Sun has launched a fresh programme designed to spur open-source developer interest in its Java application server software, placing the code under a licence the company says is in the "spirit" of open source.
However, the project - called GlassFish, after a fish so transparent its skeleton is visible - places severe restrictions on the way in which source code can be used. The Java System Application Server has been made available under the Java Research Licence, which lets developers manipulate code only for academic and research use.
Sun has long offered the application server and other Java code under the Sun Community Source Licence (SCSL), which has provisions for research use; the JRL, a new licence, was designed to simplify and relax the terms of the SCSL's "research" section, Sun said.
"There is greater flexibility in working with the code for research use and the license is worldwide, excluding Restricted Parties List (embargoes countries,etc.)," Sun said on its JRL site. "The language has been clarified and separated from the commercial terms so researchers and teachers should feel more confident with their usage rights." Any productive use, even within an organisation, means developers must obtain a commercial licence and agree to Java compatibility requirements.
Sun characterised GlassFish as a compromise between developers' interest in contributing to Java in an open-source manner, and ensuring that Java doesn't split into incompatible "forks".

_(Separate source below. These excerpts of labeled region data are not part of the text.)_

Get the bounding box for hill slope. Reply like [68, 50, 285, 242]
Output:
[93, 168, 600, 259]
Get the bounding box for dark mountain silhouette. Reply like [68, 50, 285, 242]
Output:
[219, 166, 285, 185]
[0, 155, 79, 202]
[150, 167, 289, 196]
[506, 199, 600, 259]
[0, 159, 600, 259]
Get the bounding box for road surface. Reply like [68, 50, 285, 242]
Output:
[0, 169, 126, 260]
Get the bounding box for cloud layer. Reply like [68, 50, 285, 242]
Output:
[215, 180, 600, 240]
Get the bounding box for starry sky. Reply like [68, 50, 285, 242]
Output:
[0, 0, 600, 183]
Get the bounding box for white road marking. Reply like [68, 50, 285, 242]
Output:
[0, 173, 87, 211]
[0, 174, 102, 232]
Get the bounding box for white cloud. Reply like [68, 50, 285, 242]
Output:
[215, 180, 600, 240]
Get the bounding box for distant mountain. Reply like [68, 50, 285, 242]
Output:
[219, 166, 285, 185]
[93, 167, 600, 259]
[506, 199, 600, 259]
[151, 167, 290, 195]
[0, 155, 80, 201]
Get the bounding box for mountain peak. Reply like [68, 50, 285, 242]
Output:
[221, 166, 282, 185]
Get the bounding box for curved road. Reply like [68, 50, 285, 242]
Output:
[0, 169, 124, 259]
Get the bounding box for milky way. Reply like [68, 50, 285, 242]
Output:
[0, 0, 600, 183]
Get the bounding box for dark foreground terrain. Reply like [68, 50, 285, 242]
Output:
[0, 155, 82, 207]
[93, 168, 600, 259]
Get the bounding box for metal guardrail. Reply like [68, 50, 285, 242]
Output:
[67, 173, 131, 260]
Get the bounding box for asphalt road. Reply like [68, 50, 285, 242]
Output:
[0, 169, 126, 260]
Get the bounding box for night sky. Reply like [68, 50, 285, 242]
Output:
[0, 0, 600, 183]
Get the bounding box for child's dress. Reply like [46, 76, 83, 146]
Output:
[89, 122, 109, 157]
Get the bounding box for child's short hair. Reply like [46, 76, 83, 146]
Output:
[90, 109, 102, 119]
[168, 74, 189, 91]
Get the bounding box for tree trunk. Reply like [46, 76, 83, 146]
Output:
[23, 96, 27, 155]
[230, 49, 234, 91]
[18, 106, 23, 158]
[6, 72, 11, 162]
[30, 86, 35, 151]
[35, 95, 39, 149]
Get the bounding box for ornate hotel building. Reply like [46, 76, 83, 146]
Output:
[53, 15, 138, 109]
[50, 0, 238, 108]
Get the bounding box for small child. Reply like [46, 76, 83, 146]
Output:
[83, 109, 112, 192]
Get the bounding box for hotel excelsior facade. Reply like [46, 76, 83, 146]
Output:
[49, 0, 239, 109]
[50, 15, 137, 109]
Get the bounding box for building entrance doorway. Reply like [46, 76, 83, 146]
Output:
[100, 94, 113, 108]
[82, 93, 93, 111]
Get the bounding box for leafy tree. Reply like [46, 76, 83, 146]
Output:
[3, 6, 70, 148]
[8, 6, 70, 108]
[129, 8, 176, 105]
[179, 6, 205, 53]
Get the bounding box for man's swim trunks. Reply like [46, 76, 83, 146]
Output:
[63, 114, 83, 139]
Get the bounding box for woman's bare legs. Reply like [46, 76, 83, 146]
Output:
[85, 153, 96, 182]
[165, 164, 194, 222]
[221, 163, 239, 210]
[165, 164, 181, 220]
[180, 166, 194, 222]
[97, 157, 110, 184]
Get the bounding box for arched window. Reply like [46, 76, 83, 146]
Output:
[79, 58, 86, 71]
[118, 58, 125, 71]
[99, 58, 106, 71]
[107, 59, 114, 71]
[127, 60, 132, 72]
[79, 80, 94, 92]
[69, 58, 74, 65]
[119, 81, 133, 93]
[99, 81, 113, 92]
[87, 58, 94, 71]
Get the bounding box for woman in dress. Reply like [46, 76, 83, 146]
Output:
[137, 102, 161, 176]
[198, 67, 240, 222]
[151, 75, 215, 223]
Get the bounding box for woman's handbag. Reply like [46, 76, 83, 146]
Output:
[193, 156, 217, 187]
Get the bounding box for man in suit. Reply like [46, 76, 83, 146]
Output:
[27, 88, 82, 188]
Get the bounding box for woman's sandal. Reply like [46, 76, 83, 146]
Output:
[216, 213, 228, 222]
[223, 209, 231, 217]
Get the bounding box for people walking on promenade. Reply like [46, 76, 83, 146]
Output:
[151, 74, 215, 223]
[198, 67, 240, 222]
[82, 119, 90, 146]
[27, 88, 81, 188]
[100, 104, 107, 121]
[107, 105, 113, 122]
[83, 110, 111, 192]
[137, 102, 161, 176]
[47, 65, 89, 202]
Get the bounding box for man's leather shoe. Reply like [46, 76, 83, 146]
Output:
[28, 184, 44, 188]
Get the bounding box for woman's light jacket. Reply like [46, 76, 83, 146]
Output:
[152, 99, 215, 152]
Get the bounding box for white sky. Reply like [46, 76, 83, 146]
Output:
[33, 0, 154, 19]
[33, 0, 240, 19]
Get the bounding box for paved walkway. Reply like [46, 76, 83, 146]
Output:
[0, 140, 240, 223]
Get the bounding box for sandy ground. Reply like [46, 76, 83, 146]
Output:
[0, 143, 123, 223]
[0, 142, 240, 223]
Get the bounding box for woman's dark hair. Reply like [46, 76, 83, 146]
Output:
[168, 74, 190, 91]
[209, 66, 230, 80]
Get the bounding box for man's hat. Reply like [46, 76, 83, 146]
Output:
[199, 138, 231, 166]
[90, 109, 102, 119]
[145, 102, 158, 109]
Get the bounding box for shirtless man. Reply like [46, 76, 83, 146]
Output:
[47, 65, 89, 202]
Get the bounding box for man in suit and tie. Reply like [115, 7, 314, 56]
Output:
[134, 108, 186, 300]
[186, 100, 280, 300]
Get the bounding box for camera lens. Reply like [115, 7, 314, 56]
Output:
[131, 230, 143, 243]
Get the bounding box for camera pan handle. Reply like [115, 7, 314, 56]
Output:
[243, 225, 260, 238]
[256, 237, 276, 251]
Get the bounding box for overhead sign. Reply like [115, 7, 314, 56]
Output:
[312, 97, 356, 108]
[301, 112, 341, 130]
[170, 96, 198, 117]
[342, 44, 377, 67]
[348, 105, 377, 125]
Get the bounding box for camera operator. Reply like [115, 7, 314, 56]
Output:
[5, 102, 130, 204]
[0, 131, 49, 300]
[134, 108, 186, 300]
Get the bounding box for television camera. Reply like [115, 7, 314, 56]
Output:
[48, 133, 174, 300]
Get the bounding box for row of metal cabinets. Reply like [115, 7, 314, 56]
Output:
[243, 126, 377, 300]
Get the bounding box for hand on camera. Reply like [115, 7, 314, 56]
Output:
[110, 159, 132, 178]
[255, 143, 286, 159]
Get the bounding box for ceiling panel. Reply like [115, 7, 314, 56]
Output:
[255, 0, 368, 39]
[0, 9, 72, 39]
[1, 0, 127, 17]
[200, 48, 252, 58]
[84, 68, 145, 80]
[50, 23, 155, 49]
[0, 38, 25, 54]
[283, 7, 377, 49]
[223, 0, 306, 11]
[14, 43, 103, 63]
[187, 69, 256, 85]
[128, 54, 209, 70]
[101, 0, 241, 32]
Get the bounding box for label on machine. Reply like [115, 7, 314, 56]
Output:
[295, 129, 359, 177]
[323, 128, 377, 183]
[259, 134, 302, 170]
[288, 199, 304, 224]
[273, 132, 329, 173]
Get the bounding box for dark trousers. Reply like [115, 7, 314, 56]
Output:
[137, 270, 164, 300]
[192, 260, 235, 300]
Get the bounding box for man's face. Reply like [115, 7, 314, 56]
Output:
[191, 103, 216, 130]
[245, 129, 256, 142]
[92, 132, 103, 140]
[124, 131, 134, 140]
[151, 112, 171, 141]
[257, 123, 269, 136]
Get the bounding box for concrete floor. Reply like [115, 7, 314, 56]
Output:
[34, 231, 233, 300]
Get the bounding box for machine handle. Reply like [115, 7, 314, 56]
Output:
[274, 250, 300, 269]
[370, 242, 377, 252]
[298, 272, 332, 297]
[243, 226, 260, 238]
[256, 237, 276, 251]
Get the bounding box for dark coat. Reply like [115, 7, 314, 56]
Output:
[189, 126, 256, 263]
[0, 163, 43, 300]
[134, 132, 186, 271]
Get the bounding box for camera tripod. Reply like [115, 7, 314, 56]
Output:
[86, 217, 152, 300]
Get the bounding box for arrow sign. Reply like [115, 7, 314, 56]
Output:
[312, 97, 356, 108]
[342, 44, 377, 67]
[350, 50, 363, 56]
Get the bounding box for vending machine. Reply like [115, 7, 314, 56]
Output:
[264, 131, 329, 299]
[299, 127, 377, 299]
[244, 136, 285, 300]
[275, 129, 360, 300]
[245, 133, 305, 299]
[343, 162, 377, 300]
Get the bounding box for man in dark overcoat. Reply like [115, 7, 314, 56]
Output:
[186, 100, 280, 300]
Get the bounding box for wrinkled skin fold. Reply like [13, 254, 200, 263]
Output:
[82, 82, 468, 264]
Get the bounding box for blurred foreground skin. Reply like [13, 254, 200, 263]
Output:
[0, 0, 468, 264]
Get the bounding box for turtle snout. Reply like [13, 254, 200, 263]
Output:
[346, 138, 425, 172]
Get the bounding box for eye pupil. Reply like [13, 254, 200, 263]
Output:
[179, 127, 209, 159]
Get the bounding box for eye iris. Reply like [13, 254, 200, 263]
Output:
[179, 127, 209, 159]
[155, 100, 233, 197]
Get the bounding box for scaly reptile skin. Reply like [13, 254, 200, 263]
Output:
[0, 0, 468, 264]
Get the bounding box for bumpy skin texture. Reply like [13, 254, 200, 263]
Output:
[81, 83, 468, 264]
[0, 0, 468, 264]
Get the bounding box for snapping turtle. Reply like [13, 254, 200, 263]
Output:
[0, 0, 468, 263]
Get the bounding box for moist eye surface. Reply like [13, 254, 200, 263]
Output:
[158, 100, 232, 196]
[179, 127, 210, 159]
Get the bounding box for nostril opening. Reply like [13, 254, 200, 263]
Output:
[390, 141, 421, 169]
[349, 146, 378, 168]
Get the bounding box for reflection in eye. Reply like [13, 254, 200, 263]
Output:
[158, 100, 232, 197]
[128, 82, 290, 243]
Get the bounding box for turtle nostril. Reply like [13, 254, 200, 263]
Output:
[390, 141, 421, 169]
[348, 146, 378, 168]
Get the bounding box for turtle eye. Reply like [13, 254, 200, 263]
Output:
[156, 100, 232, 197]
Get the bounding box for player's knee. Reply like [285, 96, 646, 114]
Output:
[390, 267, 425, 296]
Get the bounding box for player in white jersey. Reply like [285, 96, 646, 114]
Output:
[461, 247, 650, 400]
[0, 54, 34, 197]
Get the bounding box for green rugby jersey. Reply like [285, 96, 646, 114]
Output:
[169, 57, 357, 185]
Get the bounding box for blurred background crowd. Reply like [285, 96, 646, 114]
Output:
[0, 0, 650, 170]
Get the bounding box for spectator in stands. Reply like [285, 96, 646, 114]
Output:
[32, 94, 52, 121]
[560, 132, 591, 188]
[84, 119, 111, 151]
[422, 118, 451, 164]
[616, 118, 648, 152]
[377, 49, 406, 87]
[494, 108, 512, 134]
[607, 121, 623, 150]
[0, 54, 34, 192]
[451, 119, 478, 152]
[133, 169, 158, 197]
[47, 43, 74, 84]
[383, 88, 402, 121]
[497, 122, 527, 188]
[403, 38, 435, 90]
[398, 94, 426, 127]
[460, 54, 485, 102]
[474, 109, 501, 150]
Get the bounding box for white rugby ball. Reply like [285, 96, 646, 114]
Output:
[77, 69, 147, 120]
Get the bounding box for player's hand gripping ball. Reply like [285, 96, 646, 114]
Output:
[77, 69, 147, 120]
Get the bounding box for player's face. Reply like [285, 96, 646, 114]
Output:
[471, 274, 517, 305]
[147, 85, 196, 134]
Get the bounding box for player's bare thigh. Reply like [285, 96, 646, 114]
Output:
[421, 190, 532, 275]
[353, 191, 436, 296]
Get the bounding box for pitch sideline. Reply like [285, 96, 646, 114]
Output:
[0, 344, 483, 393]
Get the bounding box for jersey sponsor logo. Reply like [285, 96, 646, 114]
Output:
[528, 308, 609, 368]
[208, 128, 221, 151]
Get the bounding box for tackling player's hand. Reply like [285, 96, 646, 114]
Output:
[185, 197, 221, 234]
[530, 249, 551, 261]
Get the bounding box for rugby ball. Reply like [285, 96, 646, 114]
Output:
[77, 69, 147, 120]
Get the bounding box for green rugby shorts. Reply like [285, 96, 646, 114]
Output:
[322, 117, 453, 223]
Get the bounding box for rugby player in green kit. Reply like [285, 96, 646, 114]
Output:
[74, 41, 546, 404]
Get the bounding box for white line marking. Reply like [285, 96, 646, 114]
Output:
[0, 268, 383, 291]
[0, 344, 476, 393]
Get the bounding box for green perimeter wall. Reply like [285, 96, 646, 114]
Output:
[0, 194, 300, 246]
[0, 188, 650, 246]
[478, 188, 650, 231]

"Sun's community development process and JRL and JDL licenses meet the spirit of the Open Source definition, but we retain some control of the code to ensure compatibility of J2EE - a key requirement of our licensees," Sun said on the GlassFish site.
Critics said GlassFish is just another example of Sun's effort to benefit from the open-source development model - getting free bug-fixes and development effort - without offering much to developers in return. Sun has made it clear it is not interested in Linux-style open-source licensing. In April, Sun president Jonathan Schwartz characterised the GNU General Public License (GPL), which covers Linux, as a tool allowing United States businesses to pillage developing countries of their intellectual property.
Sun has taken a more open approach with OpenSolaris, the open-source version of its flagship Unix operating system, largely because the increasing popularity of Linux has forced the company's hand, say analysts. Sun began releasing parts of Solaris as open source last week.
Sun's Java application server lags behind more popular alternatives from BEA Systems, WebLogic and IBM, and an JBoss' open-source application server has already become widely used. JBoss CEO Marc Fleury criticised GlassFish and Sun's application server as "irrelevant". "It is irrelevant what kind of licences they use since the whole thing is irrelevant anyway," he wrote in a blog post. "What are they going to do now? Fight it out for second place? With IBM?"